After a recent upgrade from 12.1 to 12.2-stable (stable/12-c1-ge82353f84), several zfs processes hang in different wait channels. This is a system with short of 1000 zfs filesystems, making frequent snapshot based send/receive backups from a primary data pool to a backup pool using znapzend. ps axl | awk '/zfs / { print $9}' | sort | uniq -c 20 rrl->rr_ 28 tq_qdrai 4 tx->tx_s some sample for each: 0 95220 94050 23 28 0 13000 3372 rrl->rr_ D - 0:00.74 zfs recv -F backup1/servi 0 87914 85482 22 25 0 13000 3308 tq_qdrai D - 0:00.55 zfs recv -F backup1/servi 0 77834 77117 3 27 0 13000 2716 tx->tx_s D - 0:00.74 zfs recv -F backup1/servi PID TID COMM TDNAME KSTACK 95220 104268 zfs - mi_switch+0xd4 sleepq_wait+0x2c _cv_wait+0xf2 rrw_enter_read_impl+0x8b zfs_register_callbacks+0x1c6 zfsvfs_setup+0x18 zfs_resume_fs+0xc0 zfs_ioc_recv+0xb53 zfsdev_ioctl+0x62d devfs_ioctl+0xb0 VOP_IOCTL_APV+0x7b vn_ioctl+0x16a devfs_ioctl_f+0x1e kern_ioctl+0x2b7 sys_ioctl+0xfa amd64_syscall+0x387 fast_syscall_common+0xf8 87914 103712 zfs - mi_switch+0xd4 sleepq_wait+0x2c _sleep+0x253 taskqueue_drain_all+0xe1 zfsdev_ioctl+0x7e3 devfs_ioctl+0xb0 VOP_IOCTL_APV+0x7b vn_ioctl+0x16a devfs_ioctl_f+0x1e kern_ioctl+0x2b7 sys_ioctl+0xfa amd64_syscall+0x387 fast_syscall_common+0xf8 77834 104829 zfs - mi_switch+0xd4 sleepq_wait+0x2c _cv_wait+0xf2 txg_wait_synced_impl+0xa9 txg_wait_synced+0xb dsl_sync_task_common+0x230 dsl_sync_task+0x1a dmu_recv_end+0x67 zfs_ioc_recv+0xb3d zfsdev_ioctl+0x62d devfs_ioctl+0xb0 VOP_IOCTL_APV+0x7b vn_ioctl+0x16a devfs_ioctl_f+0x1e kern_ioctl+0x2b7 sys_ioctl+0xfa amd64_syscall+0x387 fast_syscall_common+0xf8 this starts to happen after a couple of hours of uptime, not immediately. I wanted to check my previous 12.1 version, but bectl hangs as well.. These processes are unkillable, and I'll be forced to reboot the system hard, because it won't shut down properly (at least not within reasonable amount of time).

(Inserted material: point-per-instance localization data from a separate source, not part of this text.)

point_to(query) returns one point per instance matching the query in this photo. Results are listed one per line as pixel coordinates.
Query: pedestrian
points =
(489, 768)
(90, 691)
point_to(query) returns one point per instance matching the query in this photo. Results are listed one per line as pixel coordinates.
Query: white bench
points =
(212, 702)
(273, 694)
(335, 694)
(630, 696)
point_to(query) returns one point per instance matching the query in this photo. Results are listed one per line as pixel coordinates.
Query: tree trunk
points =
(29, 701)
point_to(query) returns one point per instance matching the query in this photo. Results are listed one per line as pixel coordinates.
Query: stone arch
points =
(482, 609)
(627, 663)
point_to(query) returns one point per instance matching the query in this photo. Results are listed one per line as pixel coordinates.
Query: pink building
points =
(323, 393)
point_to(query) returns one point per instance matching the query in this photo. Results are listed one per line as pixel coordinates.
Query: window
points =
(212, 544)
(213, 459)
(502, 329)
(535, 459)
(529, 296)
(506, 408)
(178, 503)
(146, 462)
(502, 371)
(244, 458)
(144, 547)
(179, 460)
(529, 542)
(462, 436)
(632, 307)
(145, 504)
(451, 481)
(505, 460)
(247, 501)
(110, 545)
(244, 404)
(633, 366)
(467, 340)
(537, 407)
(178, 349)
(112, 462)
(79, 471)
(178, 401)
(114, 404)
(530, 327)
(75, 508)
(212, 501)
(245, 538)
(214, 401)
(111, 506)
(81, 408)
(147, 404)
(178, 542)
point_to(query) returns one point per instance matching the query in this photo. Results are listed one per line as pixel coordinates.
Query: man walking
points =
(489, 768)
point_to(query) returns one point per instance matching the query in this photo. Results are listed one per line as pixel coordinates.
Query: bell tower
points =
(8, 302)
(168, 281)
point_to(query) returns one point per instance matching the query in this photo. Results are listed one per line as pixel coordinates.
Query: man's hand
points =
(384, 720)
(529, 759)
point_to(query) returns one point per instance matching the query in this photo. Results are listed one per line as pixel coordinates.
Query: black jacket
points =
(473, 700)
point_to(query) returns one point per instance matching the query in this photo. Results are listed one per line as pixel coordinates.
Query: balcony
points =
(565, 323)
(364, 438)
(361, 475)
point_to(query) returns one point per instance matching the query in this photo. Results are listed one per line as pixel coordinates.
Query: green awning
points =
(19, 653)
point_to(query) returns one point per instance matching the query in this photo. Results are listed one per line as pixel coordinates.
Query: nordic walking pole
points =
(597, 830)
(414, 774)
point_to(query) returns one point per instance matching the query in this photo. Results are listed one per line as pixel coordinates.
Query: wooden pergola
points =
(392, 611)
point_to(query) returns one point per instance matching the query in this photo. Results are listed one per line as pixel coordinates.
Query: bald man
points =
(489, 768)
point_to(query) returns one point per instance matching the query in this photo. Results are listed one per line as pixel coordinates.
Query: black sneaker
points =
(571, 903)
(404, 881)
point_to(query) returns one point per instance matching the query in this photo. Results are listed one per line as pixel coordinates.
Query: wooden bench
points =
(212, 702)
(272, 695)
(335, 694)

(In reply to Markus Wild from comment #0) How much free space is there in the filesystems - any filesystems near quota limits?
(In reply to Peter Eriksson from comment #1) Both data pools are in single digit capacity percentage, and no filesystem with a quota is anywhere near the limit. I've now rebooted the system, so I can query some more zfs-related info if that helps.
Seeing the recent FreeBSD-EN-21:04.zfs advisory about changes to zfs receive, could this have caused different locking behavior, somehow causing deadlocks on a busy system? My 12.2-STABLE system is post this patch.
^Triage: I'm sorry that this PR did not get addressed in a timely fashion. But by now, the versions that it was created against are out of support. Please re-open if it is still a problem on a supported version.